Tuesday, February 9, 2010

Pork Chop World

You smell wrong. Not bad, necessarily. Wrong. Off, slightly. Like you're milk going sour, or butter gone a little rancid. I don't mean this to be insulting. I just...

Maybe it's me. My nose might be malfunctioning. People say I'm overly sensitive to smells.

"Smell that?"

"What?"

"Sort of sweet. Barbecue, maybe. A block away?"

"I don't smell anything."

That happens to me all the time. And turned out not to be barbecue, in that particular case. A daycare was on fire.

Anyway.

Off. Sour. Bad. Like you're rotting inside. Do you feel rotten? Is there something wrong with you? Maybe your gallbladder has gone funny. You know how sometimes internal organs just fail? When they do, they rot. I wonder why?

Have you been eating something you shouldn't? Maybe there's something rotten in your guts.

Maybe you've been thinking bad ideas? Have you had any weird dreams lately, about meat?

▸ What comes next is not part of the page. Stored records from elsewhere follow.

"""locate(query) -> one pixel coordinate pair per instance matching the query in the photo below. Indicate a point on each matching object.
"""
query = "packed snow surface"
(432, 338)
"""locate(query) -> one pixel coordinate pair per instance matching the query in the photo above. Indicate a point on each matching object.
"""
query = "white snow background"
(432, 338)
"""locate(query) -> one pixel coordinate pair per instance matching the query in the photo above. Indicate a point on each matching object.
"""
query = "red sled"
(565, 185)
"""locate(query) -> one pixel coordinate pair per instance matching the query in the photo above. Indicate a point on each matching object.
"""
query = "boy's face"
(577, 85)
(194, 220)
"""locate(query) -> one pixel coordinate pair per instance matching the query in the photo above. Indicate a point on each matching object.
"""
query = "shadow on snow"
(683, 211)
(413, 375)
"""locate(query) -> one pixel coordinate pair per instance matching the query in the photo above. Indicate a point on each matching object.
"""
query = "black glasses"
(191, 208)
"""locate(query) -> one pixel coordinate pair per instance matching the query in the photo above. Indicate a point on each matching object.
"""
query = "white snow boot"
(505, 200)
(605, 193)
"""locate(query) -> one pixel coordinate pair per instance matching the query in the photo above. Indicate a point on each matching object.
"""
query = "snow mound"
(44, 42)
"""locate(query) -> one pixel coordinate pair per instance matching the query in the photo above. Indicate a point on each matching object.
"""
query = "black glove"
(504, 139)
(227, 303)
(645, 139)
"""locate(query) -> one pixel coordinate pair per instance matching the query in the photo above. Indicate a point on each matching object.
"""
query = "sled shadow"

I dreamt last night I was in a city made out of pork chops. Were you there too? You kind of smell like pork chops. Maybe that's it. You and I in the land of pork chops. Only I was smart enough to dream about taking a shower before I woke up. That's why I don't smell and YOU do.

Dream hygiene. It's important. Think about it.

In the land of pork chops, I saw a baby made of pork chops playing with a puppy made of pork chops. And I thought to myself...

How can these people stand it? They're all made of pork chops! How do they stop from eating each other? Or even eating themselves? Why isn't this child EATING this puppy? Why isn't this puppy EATING the child? Or the floor? Or the building?

WHAT IS WRONG WITH THESE CREATURES? That's what I wanted to know.

Anyway. Stop crying. Stop crying or I'll hit you again. Look, if you want me to untie you, you're going to have to start answering my questions. I can't figure out these things on my own.

I promise to let you go. See? I promise. There. Now chill the fuck out and help me make sense of this pork chop world.

3 comments:

roy said...

An expertly delivered dead baby joke. Who saw it coming? No one -- that's who! I applaud you, sir. Incidentally, how do you attract these Chinese singles links? Reveal your secrets to me! It must be the dead baby jokes. The Chinese are all about dead baby jokes.

roy said...
This comment has been removed by the author.
roy said...

Jeez, I almost missed it: The CAPTCHA for that comment was 'urainis.' Uh-huh.